The controversial history of the US military building shaped like a swastika

Above is a Google Earth image of the barracks at the Naval Base Coronado just outside San Diego, California. The buildings were designed in 1967 by an architect named John Mock and the shape didn't raise any concerns at the time, probably because planes don't fly overhead. Then Google Earth happened. Of course, the Swastika was an ancient religious symbol but its appropriation by the Nazis forever associated it with evil and hatred. So while it's highly unlikely that there was any hidden significance to the barracks design, it does continue to piss off a lot of people. From SFGATE:

[In 2007, a fellow named Avrahaum] Segol found documentation that the four-L swastika-like design was indeed known to the Navy and signed off by them before construction. An article published in the San Diego Union in October 1968, before ground was broken, stated that the four-L structure was to be built, contradicting the Navy's claim that only one "L" was planned[…]

After further protest from the Anti-Defamation League in San Diego, the Navy agreed to spend $600,000 of their 2008 budget on "camouflaging" the building to change its appearance from the air. The New York Times reported at the time that the Navy admitted the swastika likeness was known as far back as the '60s but had chosen not to do anything about it[…]

In 2010, the Navy sent a letter to Segol with plans to make the structure a square, and included blueprints on what the finished work would look like, with four new wing additions.

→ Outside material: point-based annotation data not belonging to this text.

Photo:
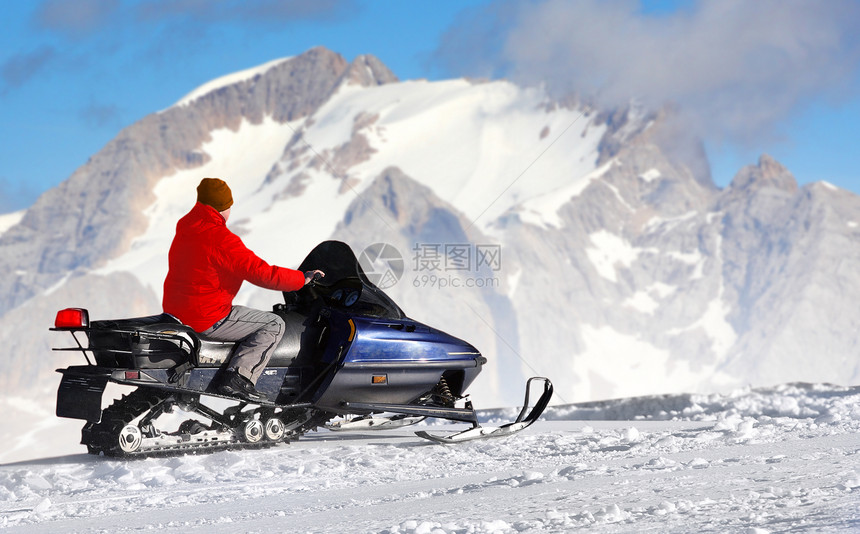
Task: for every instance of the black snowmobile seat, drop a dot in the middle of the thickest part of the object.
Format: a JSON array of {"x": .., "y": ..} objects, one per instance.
[{"x": 123, "y": 343}]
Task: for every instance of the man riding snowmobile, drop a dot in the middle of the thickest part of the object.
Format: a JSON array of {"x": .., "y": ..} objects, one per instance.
[{"x": 207, "y": 265}]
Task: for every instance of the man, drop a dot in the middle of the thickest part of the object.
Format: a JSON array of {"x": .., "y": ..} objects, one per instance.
[{"x": 207, "y": 265}]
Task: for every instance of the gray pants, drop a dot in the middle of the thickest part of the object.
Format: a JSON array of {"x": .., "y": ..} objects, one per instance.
[{"x": 258, "y": 332}]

That also never happened, though a $14 million dollar interior renovation project was completed on three of the four buildings in 2015, but the controversial exterior shape stayed the same. 

Here's a bonus theory as reported by Hidden San Diego:

The building WAS intentionally designed to look like a swastika and the two buildings next to it are designed as bomber planes flying towards it as a symbolism of destroying the Nazis.  After examining the two buildings next to it, they definitely resemble airplanes!